At 3:45 p.m. I go the bathroom and change. Everyone at work is excited for me and for what this interview could mean for the magazine. I decide to go with the lime-green dress.
“Love it!” says Jackie.
“Wow!” says Lisa.
“You look very nice,” says Ben, in the same tone he’d probably use to compliment a younger sister.
“Yeah, you look…nice,” says Richard, in the same tone he’d probably use to compliment a streetwalker.
Kimberly arrives fifteen minutes later. “Awesome!”
Just in case, I bring out the black-and-white polka-dot dress to get a second opinion, but no one likes it. I guess Nick just has different taste.
Now that everyone is done fussing over me, we all turn our attention to Kimberly, who is absolutely rocking it today with an ultrasleek white linen shift. Not many women can get away with wearing solid white, but Kimberly is one of them. She’s also wearing red stilettos and the combination is deadly.
Jackie immediately wants to know where she can get the same dress, and Kimberly generously tells her. She slips
off her red stilettos so that Lisa can try them on, and offers to loan them to her anytime. Richard then makes a crack about also wanting to borrow the red stilettos and you’d think it was the funniest thing ever, Kimberly laughs so hard. Ben is all friendly smiles but Kimberly is coolly aloof with him.
I’ve been so worried about the pregnancy thing that I forgot to tell Kimberly that we don’t hate Ben anymore. I also haven’t told Torie or Kimberly about the Otis Lake Incident. Right now the two of them are on a need-to-know basis (and they don’t need to know how stupid I was having sex without a condom).
Once we get in the car, I fill her in on the Amy and Ben story.
“So he didn’t sleep with her?” Kimberly asks as we cross the bridge over to St. Pete.
“Nope. He drove her home, where she threw up.” (I can’t help but smile here). “They went out to dinner, there was no chemistry, end of story.”
Kimberly mulls this over a bit. “So what are you going to do?”
“What do you mean, what am I going to do?”
“Emma,” Kimberly says, “how do you feel about the fact that Ben is still available?”
“I feel absolutely nothing. I’m with Nick now and I’m really happy. I’m totally over Ben Gallagher.”
This seems to convince Kimberly because we don’t talk about either Ben or Nick the rest of the drive and I’m glad. I need to focus on Trip and getting this interview.
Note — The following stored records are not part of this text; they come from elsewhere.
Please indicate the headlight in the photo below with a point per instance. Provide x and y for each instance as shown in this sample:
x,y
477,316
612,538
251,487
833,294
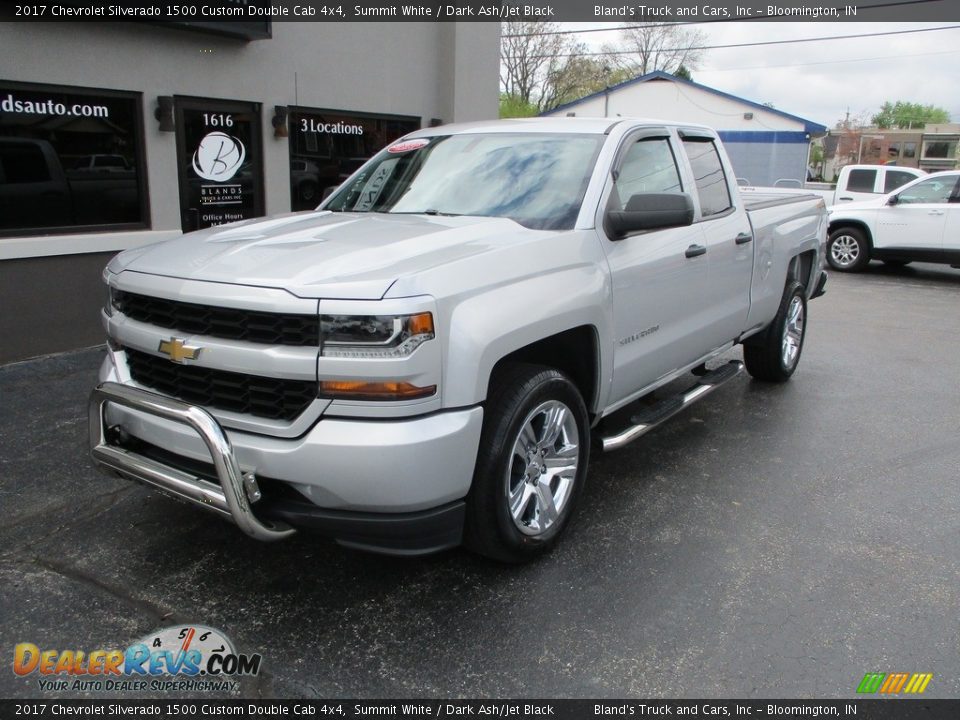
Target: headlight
x,y
374,336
The cocktail party is being held at the Don Cesar, a hotel resort located on the beach. I’ve never been inside but I’ve always wanted to. It was built in the 1920s and resembles a pink castle. No kidding. Very cool. Kimberly opts for the valet parking, which is great because it’s grossly humid today and arriving all hot and sweaty to the cocktail party is not in my visual game plan.
Today’s event is being hosted by a local woman’s civic group both to raise money for children’s cancer research and to honor the celebrities who have already donated lots of bucks to the cause. Besides Trip, this includes another NASCAR driver whom I’ve never heard of, a couple of big-time golf pros, a tennis star, and some Tampa Bay Rays baseball players.